All That Philly Jazz is a place-based public history project that is telling the story of Philadelphia jazz from bebop to hip-hop. We are breathing life into jazz spots from A to Z, from the Aqua Lounge to Zanzibar Blue. From Dizzy Gillespie at the Downbeat to The Roots mural on South Street, we are mapping cultural assets, including jazz venues and landmarks, Walk of Fame plaques, historic sites, and murals.
In an essay in “Lost Jazz Shrines,” noted author and scholar James G. Spady observed that Philly’s jazz history is “largely undocumented.” Sadly, much of Philadelphia’s jazz history has been erased. Few extant buildings remain. Jazz spots and landmarks fell victim to the 1964 race riots, urban renewal and gentrification. As a result, the history largely resides in the memories of those who were there. So All That Philly Jazz is crowdsourced. Community members are invited to share their stories about Philly’s jazz scene online or at community forums.
Every block tells a story about the city’s jazz history. We are creating and curating content. All That Philly Jazz is a platform – a virtual jazz scene – where users can share memories of a jazz spot and the musicians who played there. Visitors and new residents will discover their neighborhood’s hidden cultural heritage.
All That Philly Jazz is about advocacy and cultural heritage preservation.
We successfully advocated for a new mural to replace the ‘Tribute to John Coltrane” mural that was demolished by a developer.

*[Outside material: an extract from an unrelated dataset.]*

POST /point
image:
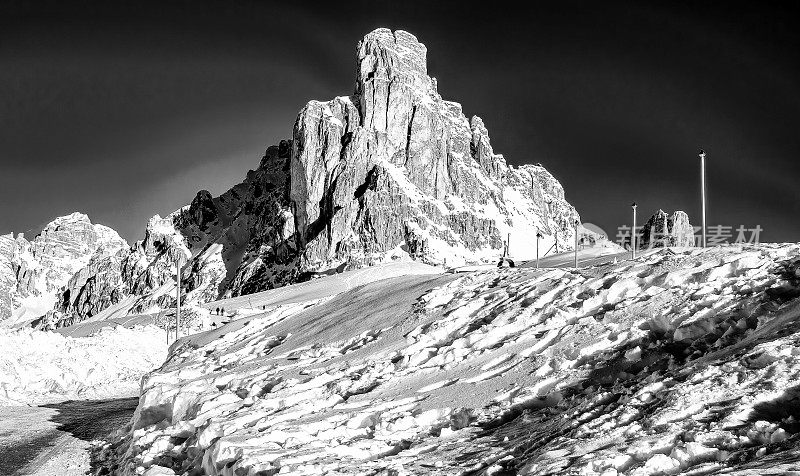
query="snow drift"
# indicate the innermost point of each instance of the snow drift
(684, 360)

We will develop an augmented reality jazz walk. The walking tour will begin at 11th and Market streets, the former location of the Earle Theater. The AR Jazz Walk will end at Broad and Christian streets, the former location of Union Local 274, the black musicians union whose members included John Coltrane and Dizzy Gillespie.
All That Philly Jazz stems from Music Hack Day, a music-related hackathon held at the ExCITe Center at Drexel University.